Aber das reicht natürlich nicht. Man muss nicht darauf warten, dass auf Bundesebene etwas geschieht. Wir können hier im Land etwas tun. Was schlagen wir als Grüne Ihnen vor? Wir sagen: Ja, man sollte als Hinweisgeberin oder Hinweisgeber, als Whistleblower das Recht bekommen, Dinge öffentlich anzusprechen. Was müsste man dafür tun? Wir sagen: Sie sollten, wenn Sie in einer solch schweren Entscheidung stecken, in drei Stufen vorgehen. Erstens: Sie reden erst einmal mit Ihrer Arbeitgeberin oder Arbeitgeber, Ihrer oder Ihrem direkten Vorgesetzten. Vielleicht ist das Problem dann schon aus der Welt zu schaffen.

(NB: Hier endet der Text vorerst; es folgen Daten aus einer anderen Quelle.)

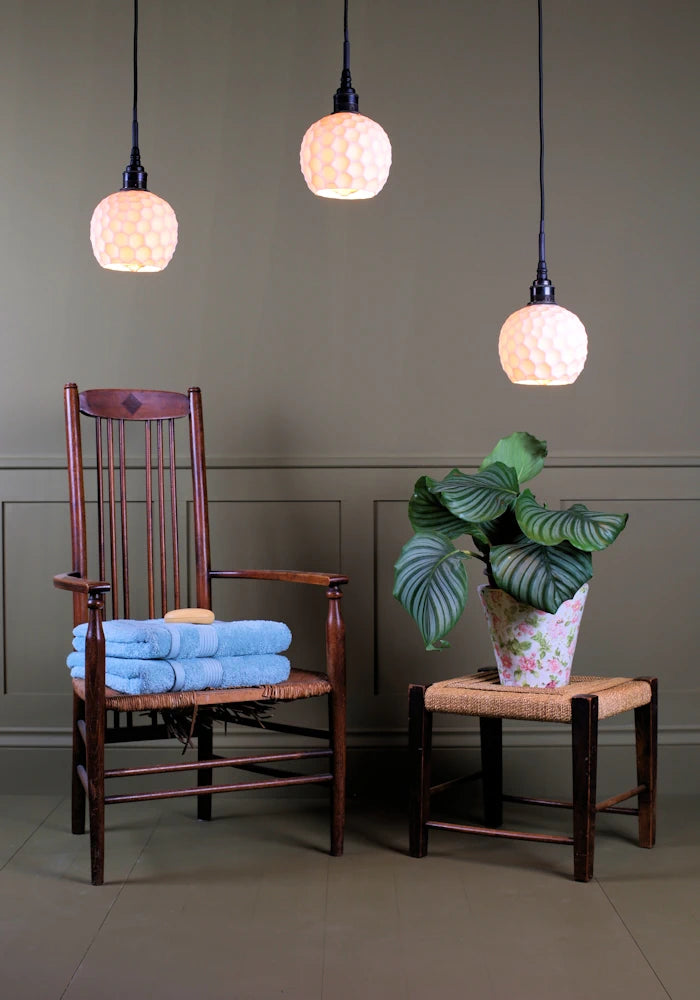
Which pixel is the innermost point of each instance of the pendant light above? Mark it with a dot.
(346, 154)
(543, 343)
(133, 229)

Wenn Sie so nicht weiterkommen, wenn - wie zum Beispiel bei dem Fall in Königs Wusterhausen - der Vorgesetzte bremst und Sie nicht gewähren lässt oder es unzumutbar ist, sich damit an den direkten Vorgesetzten zu wenden, weil zum Beispiel akut Leib und Leben von Menschen in Gefahr sind, dann sollten Sie sich an eine außerbetriebliche Stelle wenden - das ist die zweite Stufe. Gehen Sie zur Polizei oder wenden Sie sich an die Landesdatenschutzbeauftragte.

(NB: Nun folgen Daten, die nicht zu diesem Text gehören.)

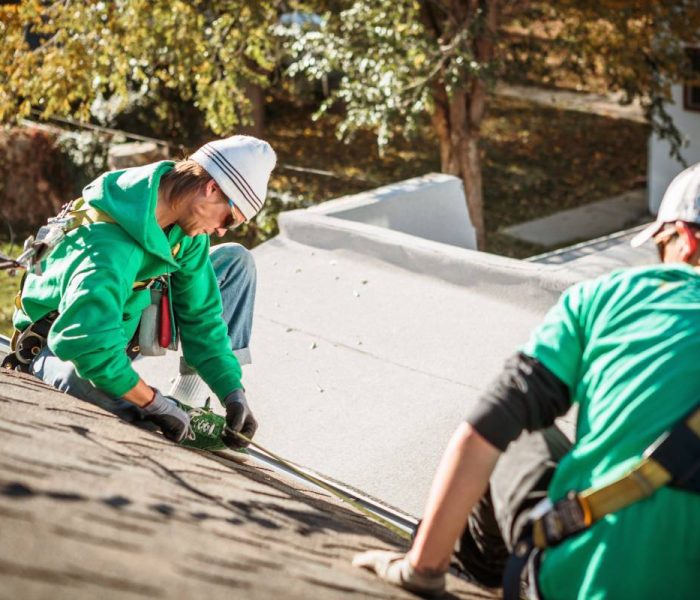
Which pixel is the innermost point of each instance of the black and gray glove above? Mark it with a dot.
(239, 419)
(165, 412)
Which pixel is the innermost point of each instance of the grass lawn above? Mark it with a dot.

Wenn auch das nichts bringt - wenn das unzumutbar ist oder Sie nicht weiterbringt -, dann sollen Sie das Recht haben, an die Öffentlichkeit zu gehen, ohne dass Sie hinterher mit den Konsequenzen nicht leben können. Dann sollen Sie das publik machen können, ohne dass es strafrechtlich belangt oder - wenn Sie verbeamtet sind - als Dienstvergehen behandelt wird. Mit diesem einfachen Vorschlag, liebe Kolleginnen und Kollegen, machen wir auch einen Vorschlag für gesellschaftliche Spielregeln. Denn damit wollen wir nicht nur die Whistleblower - die Leute, von denen die Hinweise kommen - schützen, sondern wir wollen uns allen einen Orientierungsrahmen geben: Ist da jetzt jemand, der ein ernsthaftes Anliegen hat, oder nur jemand, der etwas Ruhm in der „Bild“-Zeitung genießen möchte?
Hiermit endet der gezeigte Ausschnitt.